Sunday, April 18, 2010

The Wicking bed

Finally I have a worm wicking vegetable garden bed. I first learned of this idea from a blog i follow regularly and one that has inspired me in the garden in many ways. Thanks to Scarecrows Garden

A brief description

A worm wicking bed is one which is able to wick water up from a water reservoir below. The plants are always watered at the correct rate and can never be over or under watered as long as there is water in the reservoir. This is great for worms as well as plants and with the worms right in with the plants, well that’s got to be good for them. Now I must say at this point this is all new to me too and we just finished and planted the bed out a few days ago. So for me this is all untested, but i am confident this is gonna be great. Scarecrow has had hers going for a few years now and she lives in a very hot and arid part of South Australia.

So here’s how we did it.

With the help of hubby Andrew who i must admit did most of the heavy work. We used treated sleepers to construct the frame 2.7m x 1m then we placed the frame at our chosen location taking into consideration sun and land slope etc. We excavated the soil with in the frame to about 10cm and tried to make the bottom as level as possible. A layer of medium course sand helped fill in the low spots.

We used a thick quality pond liner to line the bottom 20cm as this will retain the water. We used Agg pipe which came with a sock like cover to prevent the sand entering and clogging up the pipe.

The pipe is flexible so no elbows were necessary. I held the pipe in place with piece of old bike tube from my last puncture stapled into position. A drainage hole was drilled 15cm from the bottom and piece of irrigation pipe fitted through the hole to allow the water to drain out at that level. This hole is very important and can never be allowed to become blocked or you will risk flooding and drowning the roots.

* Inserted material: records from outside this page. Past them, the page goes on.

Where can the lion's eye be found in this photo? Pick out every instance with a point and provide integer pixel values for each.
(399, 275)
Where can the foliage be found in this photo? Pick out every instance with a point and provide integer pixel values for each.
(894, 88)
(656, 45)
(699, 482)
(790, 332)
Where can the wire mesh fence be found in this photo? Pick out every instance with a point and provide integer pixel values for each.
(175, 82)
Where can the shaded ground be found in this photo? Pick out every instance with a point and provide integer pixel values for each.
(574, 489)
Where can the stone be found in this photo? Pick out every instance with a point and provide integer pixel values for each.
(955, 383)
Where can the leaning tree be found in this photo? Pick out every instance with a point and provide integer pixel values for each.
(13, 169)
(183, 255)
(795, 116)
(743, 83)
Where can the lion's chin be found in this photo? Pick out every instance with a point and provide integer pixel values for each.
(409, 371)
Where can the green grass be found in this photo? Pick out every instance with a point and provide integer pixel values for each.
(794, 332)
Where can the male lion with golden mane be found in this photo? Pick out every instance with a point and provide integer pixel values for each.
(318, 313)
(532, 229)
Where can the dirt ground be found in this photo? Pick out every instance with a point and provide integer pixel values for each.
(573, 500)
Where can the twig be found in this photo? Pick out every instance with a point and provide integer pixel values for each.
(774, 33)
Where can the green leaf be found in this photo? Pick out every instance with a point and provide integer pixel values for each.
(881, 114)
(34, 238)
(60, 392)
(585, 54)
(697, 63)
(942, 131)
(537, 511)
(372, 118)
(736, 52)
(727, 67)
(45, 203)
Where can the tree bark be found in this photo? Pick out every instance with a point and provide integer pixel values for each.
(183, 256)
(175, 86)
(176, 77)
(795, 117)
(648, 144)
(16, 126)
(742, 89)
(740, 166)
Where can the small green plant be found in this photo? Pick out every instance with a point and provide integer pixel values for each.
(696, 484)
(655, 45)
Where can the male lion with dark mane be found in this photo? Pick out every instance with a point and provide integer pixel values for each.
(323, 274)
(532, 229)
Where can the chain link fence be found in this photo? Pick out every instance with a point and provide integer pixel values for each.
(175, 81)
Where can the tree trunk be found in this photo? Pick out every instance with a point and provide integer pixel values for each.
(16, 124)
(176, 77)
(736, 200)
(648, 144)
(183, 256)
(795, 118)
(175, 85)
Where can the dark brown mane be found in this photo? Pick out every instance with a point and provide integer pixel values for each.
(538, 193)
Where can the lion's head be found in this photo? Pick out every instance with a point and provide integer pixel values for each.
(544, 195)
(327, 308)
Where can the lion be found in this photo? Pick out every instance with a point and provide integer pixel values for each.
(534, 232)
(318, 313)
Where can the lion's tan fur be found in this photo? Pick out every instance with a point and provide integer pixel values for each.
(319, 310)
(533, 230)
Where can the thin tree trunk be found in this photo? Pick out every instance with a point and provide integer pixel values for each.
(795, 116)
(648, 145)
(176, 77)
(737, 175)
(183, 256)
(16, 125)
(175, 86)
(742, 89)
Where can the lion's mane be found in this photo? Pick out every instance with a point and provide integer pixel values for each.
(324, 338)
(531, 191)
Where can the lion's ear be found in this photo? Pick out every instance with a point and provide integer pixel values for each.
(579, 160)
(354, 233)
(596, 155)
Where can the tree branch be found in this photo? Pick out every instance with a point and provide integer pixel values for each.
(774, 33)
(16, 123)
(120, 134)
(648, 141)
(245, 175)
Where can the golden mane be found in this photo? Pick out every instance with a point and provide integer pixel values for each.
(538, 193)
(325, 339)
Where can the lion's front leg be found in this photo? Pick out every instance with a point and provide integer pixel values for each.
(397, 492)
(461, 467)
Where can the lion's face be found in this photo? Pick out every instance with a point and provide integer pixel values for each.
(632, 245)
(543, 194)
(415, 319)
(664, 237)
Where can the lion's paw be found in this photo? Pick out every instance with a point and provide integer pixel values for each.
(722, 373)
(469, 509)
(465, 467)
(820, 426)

Filling up with water at this stage allowed us to test for leaks and also helped us get the sand level to the drain hole.

here comes the water trickling out.

We used an old pot held in place with rocks to retain the sand away from the drain.

Now this is the best thing. I couldn’t stand the thought of not knowing how the water level was going so i decided to install a dip stick using pvc pipe and a tomato stake. We drilled holes in the pipe and then covered with a frost cloth to allow water in and keep sand out. This basically just sits on the bottom and is only held in place by the sand and soil around it. I have since marked the stick to show full and half full levels. Now I will know when it’s time to water and can measure in time how quickly the reservoir empties.

On top of the Sand and water reservoir we put old hessian bags which have great wicking properties.

By far the longest task was mixing up the soil. I wanted to utilise the soil that came from the excavation which looked like it had a quite nice crumbly texture anyway.

The formula we used was:

4 x spadefuls of ground soil
3 x worm pure worm castings
1 x Brunnings coco fibre
1 x cheap potting mix ($2 special at Coles) no fertiliser added
1 x medium course sand (left over from the stuff we used on the bottom)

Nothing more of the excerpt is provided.